Roześmiani przyjaciele właśnie odprowadzali nas do domu. Kirishima i Mina śmiali się w niebogłosy, ale Katsuki się nie śmiał. Uważał, że są głupi, lecz ja uważałem że są zabawni.

Tak właśnie dotarliśmy do domu już pod wieczór. Spojrzałem na zegarek i była 21:52. Pożegnaliśmy się z przyjaciółmi i weszliśmy do budynku.

-Ale nas wymęczyli. Przepraszam cię, że nie mogłeś się wcześniej rozgościć tylko musiałeś z nami iść na miasto.
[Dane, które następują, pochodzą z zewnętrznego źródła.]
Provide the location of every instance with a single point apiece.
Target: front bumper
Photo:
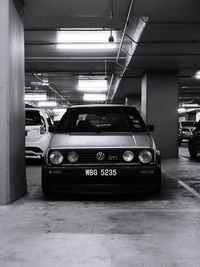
(74, 179)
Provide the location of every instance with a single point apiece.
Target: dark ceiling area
(149, 36)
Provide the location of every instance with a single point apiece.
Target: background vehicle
(185, 130)
(100, 149)
(38, 128)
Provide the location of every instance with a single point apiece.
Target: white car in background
(38, 131)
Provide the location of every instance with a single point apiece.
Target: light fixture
(59, 110)
(181, 110)
(47, 104)
(190, 105)
(197, 75)
(94, 97)
(92, 85)
(88, 46)
(84, 36)
(35, 97)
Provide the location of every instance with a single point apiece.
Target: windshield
(33, 118)
(101, 120)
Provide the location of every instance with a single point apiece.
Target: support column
(159, 107)
(12, 159)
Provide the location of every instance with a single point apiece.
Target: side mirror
(150, 127)
(51, 129)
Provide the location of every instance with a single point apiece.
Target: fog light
(56, 157)
(72, 156)
(128, 156)
(145, 156)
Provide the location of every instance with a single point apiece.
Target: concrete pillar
(12, 160)
(134, 100)
(159, 107)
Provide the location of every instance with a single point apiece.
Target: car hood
(81, 140)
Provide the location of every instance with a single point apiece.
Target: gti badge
(100, 156)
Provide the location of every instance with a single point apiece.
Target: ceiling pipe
(137, 29)
(125, 27)
(52, 89)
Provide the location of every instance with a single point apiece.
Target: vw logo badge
(100, 156)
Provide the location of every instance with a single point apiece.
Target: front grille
(33, 149)
(112, 156)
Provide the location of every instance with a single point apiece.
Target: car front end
(102, 170)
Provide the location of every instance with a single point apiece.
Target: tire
(192, 154)
(45, 189)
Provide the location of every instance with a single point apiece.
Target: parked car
(194, 142)
(185, 131)
(38, 128)
(101, 149)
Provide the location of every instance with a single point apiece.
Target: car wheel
(192, 154)
(157, 189)
(45, 189)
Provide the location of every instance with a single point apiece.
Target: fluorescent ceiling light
(59, 110)
(92, 36)
(92, 85)
(94, 97)
(47, 104)
(35, 97)
(190, 105)
(83, 46)
(197, 75)
(181, 110)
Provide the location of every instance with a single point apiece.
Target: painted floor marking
(184, 158)
(190, 189)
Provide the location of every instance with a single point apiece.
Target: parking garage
(59, 54)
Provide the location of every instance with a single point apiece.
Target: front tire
(157, 189)
(192, 154)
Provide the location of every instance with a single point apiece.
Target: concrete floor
(142, 231)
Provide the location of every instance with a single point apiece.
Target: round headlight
(145, 156)
(56, 157)
(128, 156)
(72, 156)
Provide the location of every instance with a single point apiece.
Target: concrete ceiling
(170, 41)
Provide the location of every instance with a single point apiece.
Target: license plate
(101, 172)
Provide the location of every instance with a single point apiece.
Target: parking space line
(190, 189)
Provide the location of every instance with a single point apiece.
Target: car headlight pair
(144, 156)
(56, 157)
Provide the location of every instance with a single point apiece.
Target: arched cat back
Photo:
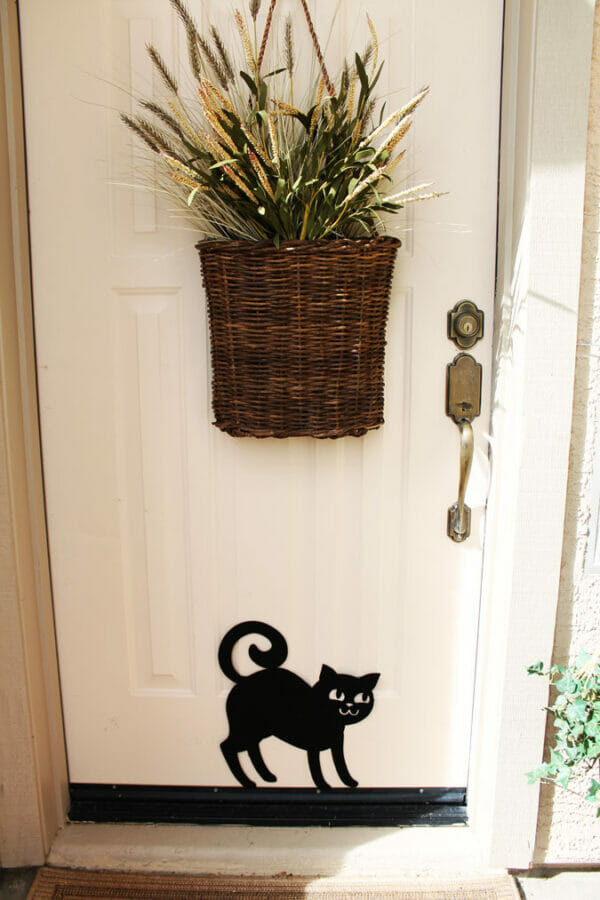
(268, 659)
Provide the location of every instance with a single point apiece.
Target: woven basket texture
(298, 335)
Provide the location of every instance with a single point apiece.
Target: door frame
(541, 189)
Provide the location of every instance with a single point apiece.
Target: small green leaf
(251, 84)
(364, 80)
(536, 668)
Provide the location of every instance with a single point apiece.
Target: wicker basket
(298, 335)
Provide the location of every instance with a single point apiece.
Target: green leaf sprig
(576, 714)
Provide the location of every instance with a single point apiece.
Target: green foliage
(576, 715)
(247, 163)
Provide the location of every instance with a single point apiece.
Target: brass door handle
(463, 404)
(459, 514)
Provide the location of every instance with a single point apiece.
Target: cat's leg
(337, 751)
(231, 758)
(259, 763)
(314, 763)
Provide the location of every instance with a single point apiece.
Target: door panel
(164, 532)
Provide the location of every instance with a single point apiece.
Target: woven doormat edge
(50, 877)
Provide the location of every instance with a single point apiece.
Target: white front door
(164, 532)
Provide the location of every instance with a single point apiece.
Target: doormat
(52, 884)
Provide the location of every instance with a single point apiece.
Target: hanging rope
(314, 38)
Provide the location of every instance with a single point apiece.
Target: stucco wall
(568, 831)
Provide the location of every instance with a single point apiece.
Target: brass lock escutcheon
(463, 404)
(465, 324)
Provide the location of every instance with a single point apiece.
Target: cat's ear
(370, 680)
(327, 673)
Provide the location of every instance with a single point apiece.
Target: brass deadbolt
(465, 324)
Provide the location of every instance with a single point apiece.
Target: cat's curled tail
(268, 659)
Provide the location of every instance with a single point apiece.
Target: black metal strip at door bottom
(267, 806)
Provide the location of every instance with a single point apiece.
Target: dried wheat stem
(396, 116)
(375, 44)
(189, 182)
(218, 128)
(223, 54)
(213, 147)
(260, 172)
(274, 142)
(185, 125)
(374, 176)
(241, 27)
(237, 180)
(263, 43)
(395, 137)
(285, 109)
(162, 68)
(315, 115)
(351, 92)
(218, 96)
(181, 167)
(392, 165)
(253, 143)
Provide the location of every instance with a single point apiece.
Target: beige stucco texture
(568, 830)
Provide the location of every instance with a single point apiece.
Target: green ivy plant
(576, 714)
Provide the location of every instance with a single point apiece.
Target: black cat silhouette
(277, 702)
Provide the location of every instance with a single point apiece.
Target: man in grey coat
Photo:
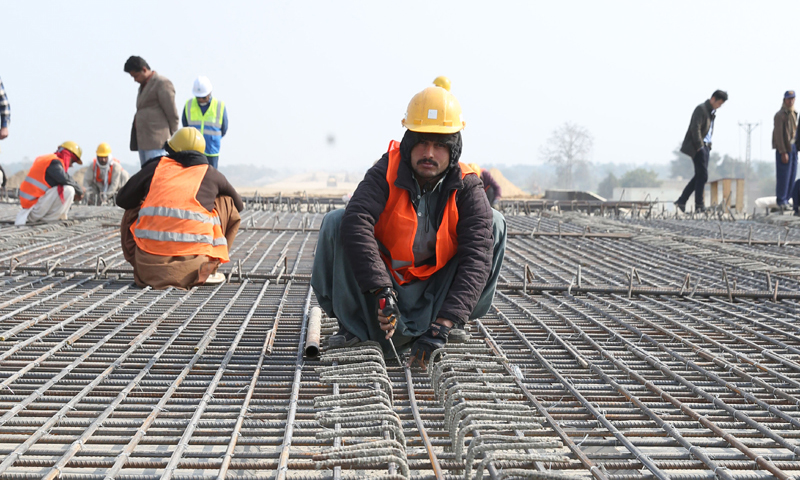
(697, 145)
(156, 114)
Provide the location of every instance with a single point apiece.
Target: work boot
(343, 338)
(215, 279)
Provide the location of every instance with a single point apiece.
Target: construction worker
(784, 133)
(490, 186)
(417, 251)
(48, 190)
(697, 146)
(106, 176)
(207, 115)
(181, 217)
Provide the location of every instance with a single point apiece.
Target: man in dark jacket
(783, 136)
(417, 251)
(697, 145)
(181, 217)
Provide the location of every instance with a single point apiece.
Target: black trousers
(698, 183)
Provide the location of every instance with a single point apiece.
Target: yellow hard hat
(103, 150)
(434, 110)
(74, 148)
(442, 81)
(187, 138)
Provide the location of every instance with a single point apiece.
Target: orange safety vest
(97, 176)
(172, 222)
(397, 227)
(34, 185)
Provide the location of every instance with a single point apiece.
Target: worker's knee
(69, 192)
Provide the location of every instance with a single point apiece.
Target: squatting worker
(48, 190)
(493, 191)
(783, 136)
(208, 115)
(181, 217)
(697, 145)
(106, 176)
(419, 234)
(156, 116)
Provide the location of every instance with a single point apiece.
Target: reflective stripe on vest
(172, 222)
(97, 175)
(397, 227)
(180, 237)
(209, 123)
(35, 185)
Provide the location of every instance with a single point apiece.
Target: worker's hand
(388, 311)
(430, 341)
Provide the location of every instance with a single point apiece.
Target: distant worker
(5, 112)
(106, 176)
(5, 120)
(697, 145)
(48, 191)
(490, 186)
(783, 136)
(156, 116)
(417, 251)
(181, 217)
(207, 115)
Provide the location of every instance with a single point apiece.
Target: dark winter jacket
(699, 126)
(474, 229)
(213, 185)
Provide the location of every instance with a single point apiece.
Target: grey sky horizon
(292, 73)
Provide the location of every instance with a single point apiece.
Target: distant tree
(568, 148)
(607, 186)
(639, 177)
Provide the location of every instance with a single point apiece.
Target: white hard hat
(202, 86)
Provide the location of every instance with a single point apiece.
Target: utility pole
(748, 128)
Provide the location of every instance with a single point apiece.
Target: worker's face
(429, 159)
(141, 77)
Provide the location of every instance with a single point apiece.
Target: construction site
(620, 345)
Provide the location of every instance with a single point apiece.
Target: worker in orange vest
(181, 217)
(48, 190)
(417, 251)
(105, 177)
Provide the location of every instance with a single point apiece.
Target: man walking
(156, 115)
(697, 145)
(783, 135)
(417, 252)
(207, 115)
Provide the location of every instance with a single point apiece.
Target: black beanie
(410, 139)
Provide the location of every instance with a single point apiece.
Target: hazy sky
(291, 73)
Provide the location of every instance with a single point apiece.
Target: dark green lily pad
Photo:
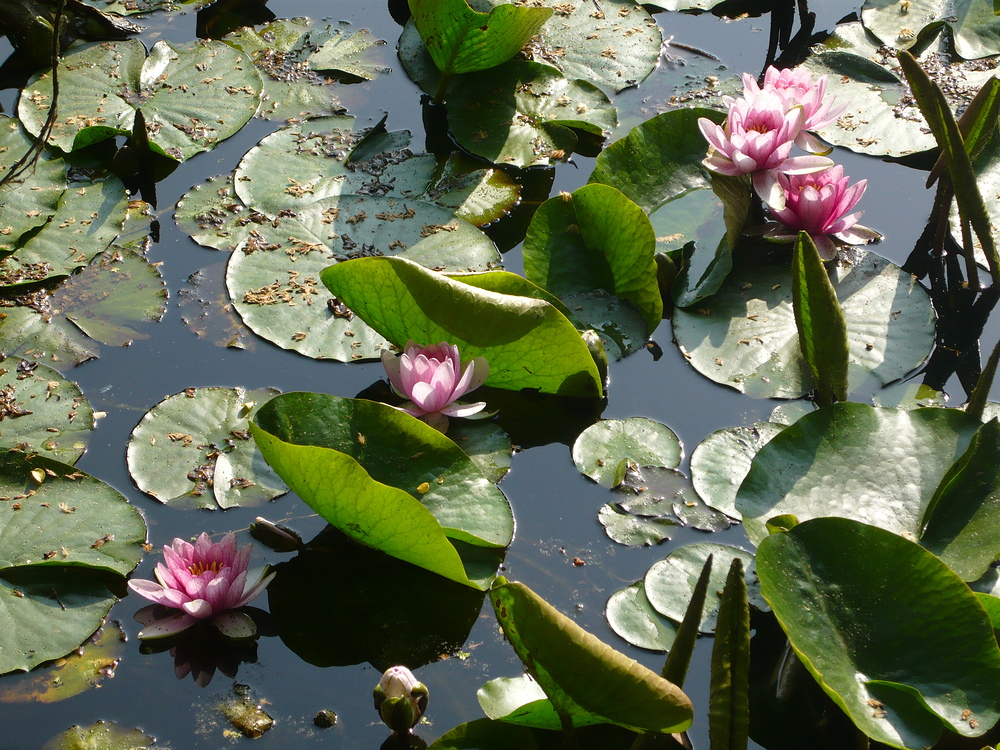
(888, 464)
(113, 296)
(528, 343)
(595, 238)
(721, 462)
(30, 201)
(385, 479)
(192, 96)
(89, 217)
(604, 450)
(194, 450)
(838, 587)
(282, 52)
(631, 616)
(745, 336)
(669, 583)
(42, 412)
(525, 114)
(579, 673)
(273, 278)
(974, 28)
(57, 525)
(54, 341)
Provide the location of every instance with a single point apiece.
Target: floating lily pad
(385, 479)
(30, 201)
(87, 221)
(974, 28)
(194, 450)
(54, 341)
(838, 587)
(113, 296)
(192, 96)
(605, 449)
(669, 583)
(745, 336)
(526, 114)
(273, 278)
(528, 343)
(631, 616)
(888, 464)
(42, 412)
(721, 462)
(579, 673)
(595, 238)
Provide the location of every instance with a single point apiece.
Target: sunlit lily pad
(526, 114)
(528, 343)
(604, 450)
(42, 412)
(113, 296)
(745, 336)
(838, 587)
(273, 278)
(631, 616)
(30, 201)
(669, 583)
(57, 524)
(192, 96)
(887, 463)
(722, 460)
(194, 450)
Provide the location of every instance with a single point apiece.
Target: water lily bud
(400, 699)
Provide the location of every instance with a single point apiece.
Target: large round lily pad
(194, 449)
(192, 96)
(745, 336)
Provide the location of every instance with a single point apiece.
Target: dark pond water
(555, 506)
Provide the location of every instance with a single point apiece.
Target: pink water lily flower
(433, 378)
(796, 88)
(819, 203)
(201, 581)
(756, 139)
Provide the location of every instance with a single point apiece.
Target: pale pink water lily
(756, 139)
(201, 581)
(819, 204)
(796, 88)
(433, 378)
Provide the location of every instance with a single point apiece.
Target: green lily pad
(273, 278)
(113, 296)
(745, 336)
(283, 53)
(306, 162)
(87, 221)
(721, 462)
(528, 343)
(61, 530)
(102, 735)
(526, 114)
(194, 450)
(670, 582)
(28, 333)
(605, 449)
(595, 238)
(42, 412)
(192, 96)
(837, 587)
(30, 201)
(631, 616)
(405, 480)
(579, 673)
(888, 462)
(974, 28)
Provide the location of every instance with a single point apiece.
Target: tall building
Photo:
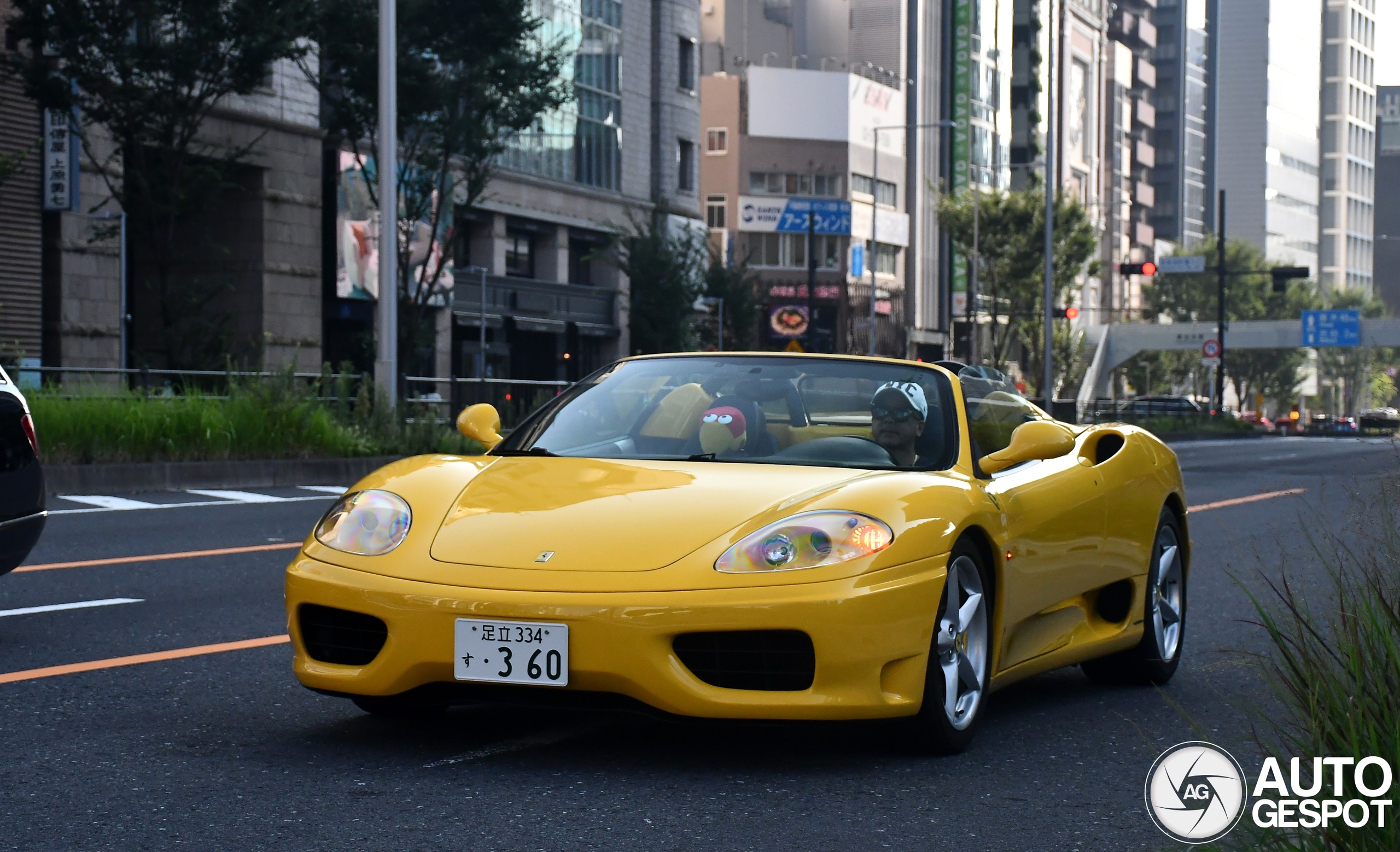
(1386, 231)
(1349, 143)
(1182, 178)
(780, 141)
(1268, 118)
(629, 144)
-Ależ nie ma za co! Było świetnie! Nigdy nie miałem znajomych. To był najlepszy wypad na miasto. Ale to prawda, strasznie nas wymęczyli. A wyszliśmy gdzieś w południe z domu.

-Racja, a teraz możesz iść do swojej łazienki się ogarnąć. Jak będziesz szedł spać to dobranoc.